A Russian Orthodox Christian priest plans to run for mayor, in the first such bid in an election since the church relaxed a ban on clergy entering politics, newspapers said on Wednesday.

Priest Anton Butin registered this week as an independent candidate in Nerekhta, a town of 30,000 people 300 kilometers southeast of Moscow.

After the fall of the Soviet Union, the church banned clergy from state jobs in what experts say was a bid to wield greater control over independent-minded clergy.

Last week it declared they could enter politics in "exceptional cases," where the church encounters hostility from other faiths and factions, but did not elaborate.

It was unclear whether Butin falls into that category. His superior, the archpriest of Kostroma, warned the move could cost him his robes, Nezavisimaya Gazeta newspaper reported.

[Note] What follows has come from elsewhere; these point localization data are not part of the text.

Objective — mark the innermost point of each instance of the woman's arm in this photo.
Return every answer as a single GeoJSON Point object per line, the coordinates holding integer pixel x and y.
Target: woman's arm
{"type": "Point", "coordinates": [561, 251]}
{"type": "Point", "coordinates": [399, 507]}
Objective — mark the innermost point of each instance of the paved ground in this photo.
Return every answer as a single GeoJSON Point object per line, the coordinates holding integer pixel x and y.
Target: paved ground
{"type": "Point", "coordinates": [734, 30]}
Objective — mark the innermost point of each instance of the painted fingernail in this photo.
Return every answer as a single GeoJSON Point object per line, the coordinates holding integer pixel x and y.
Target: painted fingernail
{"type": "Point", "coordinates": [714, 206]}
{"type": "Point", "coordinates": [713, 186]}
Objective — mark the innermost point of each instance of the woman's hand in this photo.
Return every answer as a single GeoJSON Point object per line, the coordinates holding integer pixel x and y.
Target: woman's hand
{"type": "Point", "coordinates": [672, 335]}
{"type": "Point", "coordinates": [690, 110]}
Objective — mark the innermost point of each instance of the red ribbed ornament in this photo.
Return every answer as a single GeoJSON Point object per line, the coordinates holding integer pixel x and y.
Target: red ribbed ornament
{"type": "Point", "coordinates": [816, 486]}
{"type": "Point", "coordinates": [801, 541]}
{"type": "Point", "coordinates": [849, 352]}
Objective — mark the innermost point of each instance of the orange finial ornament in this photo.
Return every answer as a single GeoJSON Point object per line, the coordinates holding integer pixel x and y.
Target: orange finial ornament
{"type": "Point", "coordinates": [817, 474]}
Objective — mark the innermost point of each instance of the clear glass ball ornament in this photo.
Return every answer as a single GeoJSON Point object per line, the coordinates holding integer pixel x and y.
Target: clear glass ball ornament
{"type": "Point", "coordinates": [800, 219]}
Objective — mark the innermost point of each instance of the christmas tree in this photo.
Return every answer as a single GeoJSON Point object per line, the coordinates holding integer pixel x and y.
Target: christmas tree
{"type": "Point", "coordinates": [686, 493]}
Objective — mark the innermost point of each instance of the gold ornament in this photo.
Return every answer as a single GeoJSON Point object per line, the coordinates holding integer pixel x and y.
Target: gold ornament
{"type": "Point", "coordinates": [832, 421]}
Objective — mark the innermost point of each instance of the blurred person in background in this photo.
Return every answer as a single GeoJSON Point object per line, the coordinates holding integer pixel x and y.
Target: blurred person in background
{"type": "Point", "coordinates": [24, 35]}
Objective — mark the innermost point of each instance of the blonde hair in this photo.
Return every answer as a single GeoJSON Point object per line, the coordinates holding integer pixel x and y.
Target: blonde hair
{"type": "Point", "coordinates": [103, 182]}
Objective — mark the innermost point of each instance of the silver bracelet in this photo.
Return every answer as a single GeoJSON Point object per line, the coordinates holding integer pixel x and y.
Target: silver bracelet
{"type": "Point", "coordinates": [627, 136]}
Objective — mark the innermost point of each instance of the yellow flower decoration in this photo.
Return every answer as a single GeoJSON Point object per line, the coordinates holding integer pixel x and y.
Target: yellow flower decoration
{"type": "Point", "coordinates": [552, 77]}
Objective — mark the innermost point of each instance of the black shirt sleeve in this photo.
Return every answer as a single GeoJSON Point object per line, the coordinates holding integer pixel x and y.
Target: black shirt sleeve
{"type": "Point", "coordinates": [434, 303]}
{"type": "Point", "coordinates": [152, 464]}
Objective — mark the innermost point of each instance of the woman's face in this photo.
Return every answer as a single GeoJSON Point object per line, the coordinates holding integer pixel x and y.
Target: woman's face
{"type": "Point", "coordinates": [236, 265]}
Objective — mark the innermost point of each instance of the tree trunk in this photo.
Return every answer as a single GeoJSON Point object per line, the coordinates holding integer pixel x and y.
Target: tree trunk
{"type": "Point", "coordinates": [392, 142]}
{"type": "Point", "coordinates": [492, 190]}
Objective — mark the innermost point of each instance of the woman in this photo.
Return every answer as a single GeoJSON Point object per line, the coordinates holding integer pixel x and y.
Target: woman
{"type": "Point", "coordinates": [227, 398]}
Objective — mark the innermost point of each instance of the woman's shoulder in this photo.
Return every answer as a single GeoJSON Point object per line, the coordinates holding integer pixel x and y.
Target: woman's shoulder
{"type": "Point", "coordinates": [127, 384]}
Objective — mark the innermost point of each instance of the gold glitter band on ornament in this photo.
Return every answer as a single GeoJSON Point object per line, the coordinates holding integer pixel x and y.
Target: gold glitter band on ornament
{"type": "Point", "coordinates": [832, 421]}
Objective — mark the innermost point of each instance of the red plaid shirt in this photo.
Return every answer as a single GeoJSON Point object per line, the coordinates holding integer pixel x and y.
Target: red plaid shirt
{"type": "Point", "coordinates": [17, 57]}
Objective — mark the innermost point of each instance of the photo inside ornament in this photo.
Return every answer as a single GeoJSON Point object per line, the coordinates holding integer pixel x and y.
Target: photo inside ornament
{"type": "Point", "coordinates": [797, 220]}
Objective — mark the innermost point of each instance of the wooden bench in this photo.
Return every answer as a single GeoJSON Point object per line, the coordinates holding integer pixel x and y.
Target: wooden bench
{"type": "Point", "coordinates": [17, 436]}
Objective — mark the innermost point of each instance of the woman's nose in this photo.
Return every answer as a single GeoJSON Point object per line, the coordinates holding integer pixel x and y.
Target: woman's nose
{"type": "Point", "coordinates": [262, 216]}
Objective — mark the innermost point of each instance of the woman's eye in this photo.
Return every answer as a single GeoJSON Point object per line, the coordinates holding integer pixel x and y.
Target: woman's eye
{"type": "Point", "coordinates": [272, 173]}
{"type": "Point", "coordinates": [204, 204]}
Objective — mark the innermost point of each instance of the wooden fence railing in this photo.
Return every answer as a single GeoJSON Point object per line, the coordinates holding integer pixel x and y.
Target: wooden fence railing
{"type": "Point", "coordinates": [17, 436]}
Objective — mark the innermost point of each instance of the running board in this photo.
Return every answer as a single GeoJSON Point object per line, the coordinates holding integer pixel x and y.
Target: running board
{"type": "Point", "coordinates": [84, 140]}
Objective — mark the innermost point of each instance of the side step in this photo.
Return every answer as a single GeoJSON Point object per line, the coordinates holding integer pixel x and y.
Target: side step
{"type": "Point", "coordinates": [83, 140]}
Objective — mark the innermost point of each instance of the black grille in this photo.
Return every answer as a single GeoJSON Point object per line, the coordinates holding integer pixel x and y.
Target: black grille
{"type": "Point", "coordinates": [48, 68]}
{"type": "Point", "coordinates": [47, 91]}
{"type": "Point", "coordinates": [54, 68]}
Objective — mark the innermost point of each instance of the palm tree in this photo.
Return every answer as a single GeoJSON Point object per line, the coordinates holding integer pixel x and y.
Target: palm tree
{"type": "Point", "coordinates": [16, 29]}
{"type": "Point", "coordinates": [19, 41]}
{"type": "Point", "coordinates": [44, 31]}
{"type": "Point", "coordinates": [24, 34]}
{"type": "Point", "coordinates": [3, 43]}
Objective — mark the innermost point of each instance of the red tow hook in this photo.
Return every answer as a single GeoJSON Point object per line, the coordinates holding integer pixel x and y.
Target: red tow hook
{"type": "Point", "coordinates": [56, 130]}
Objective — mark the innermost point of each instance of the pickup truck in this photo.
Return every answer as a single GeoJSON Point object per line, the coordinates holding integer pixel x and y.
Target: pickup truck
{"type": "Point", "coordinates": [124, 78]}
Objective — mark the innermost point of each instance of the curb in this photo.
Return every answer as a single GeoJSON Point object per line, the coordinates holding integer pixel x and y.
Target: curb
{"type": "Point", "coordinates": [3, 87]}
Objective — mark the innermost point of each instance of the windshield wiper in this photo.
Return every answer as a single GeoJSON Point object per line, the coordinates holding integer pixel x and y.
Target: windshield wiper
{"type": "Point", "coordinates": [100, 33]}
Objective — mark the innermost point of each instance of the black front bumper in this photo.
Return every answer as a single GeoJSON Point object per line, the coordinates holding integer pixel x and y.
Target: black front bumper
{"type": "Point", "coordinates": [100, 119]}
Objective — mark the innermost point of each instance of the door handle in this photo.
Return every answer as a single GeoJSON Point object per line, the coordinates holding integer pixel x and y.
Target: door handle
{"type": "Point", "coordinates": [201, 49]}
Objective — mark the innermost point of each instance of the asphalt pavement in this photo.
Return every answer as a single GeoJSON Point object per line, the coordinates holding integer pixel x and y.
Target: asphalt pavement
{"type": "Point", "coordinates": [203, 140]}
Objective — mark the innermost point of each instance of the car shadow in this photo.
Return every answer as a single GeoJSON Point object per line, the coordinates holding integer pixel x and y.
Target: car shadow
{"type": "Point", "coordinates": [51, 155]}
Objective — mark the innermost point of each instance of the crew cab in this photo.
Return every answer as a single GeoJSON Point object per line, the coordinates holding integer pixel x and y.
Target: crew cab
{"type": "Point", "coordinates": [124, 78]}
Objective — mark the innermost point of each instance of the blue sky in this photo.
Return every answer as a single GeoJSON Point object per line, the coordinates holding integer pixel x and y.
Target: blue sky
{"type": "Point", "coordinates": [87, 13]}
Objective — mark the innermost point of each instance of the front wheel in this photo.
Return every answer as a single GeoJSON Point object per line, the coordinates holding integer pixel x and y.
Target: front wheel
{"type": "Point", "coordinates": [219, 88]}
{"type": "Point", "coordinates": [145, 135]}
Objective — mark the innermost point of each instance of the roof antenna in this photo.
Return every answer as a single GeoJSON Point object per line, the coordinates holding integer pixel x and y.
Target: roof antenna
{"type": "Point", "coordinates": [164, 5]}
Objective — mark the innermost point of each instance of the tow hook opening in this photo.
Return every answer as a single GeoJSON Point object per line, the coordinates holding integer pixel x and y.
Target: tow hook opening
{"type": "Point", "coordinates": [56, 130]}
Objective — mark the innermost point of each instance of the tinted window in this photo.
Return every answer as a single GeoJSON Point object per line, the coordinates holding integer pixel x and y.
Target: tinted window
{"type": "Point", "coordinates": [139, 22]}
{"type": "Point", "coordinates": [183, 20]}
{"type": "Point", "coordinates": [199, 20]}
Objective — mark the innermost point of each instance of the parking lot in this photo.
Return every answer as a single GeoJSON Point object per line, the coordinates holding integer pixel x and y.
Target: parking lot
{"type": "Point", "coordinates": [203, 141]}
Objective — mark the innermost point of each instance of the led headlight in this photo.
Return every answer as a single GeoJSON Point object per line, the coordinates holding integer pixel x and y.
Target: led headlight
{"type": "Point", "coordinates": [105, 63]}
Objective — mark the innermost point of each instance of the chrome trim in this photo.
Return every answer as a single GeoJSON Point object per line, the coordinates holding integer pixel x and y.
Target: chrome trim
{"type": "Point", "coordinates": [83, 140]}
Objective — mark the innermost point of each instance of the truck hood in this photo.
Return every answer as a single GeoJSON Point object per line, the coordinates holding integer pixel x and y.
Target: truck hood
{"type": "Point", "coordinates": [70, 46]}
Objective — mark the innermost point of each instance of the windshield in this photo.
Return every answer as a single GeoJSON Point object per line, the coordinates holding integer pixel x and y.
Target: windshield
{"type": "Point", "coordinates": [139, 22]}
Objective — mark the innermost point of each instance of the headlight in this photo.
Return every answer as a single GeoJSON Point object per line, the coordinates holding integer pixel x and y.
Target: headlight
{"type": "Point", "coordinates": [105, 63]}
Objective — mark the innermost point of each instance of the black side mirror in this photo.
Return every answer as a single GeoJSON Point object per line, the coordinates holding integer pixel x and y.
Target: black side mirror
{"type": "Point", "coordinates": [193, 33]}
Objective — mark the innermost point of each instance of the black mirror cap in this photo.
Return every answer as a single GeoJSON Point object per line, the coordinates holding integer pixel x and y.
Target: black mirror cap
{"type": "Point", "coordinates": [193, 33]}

"It's unclear whether they will elect me. When I concretely go to work as mayor, then I will certainly seek [the church's] blessing," Butin said.

A local elections commission spokeswoman confirmed that Butin was on the ballot for the March 13 vote in the Kostroma region, set to run against five other candidates.

"I called the head of the elections commission and asked whether I had the right," Butin, who became a priest in 1985, told Nezavisimaya Gazeta.

"Then I put my trust in God. … Within three days we gathered the 453 signatures required to register," daily Noviye Izvestia quoted him as saying.

The Constitution officially separates church from state but electoral law does not specifically ban clergy from state office, saying any citizens may stand.

President Dmitry Medvedev last week backed the Orthodox Church's decision to lift the ban, calling it "the largest and the most respected social institution in modern Russia".

But rights campaigners say its power is encroaching on the separation of religion and state, while Muslim and other minorities say they feel excluded.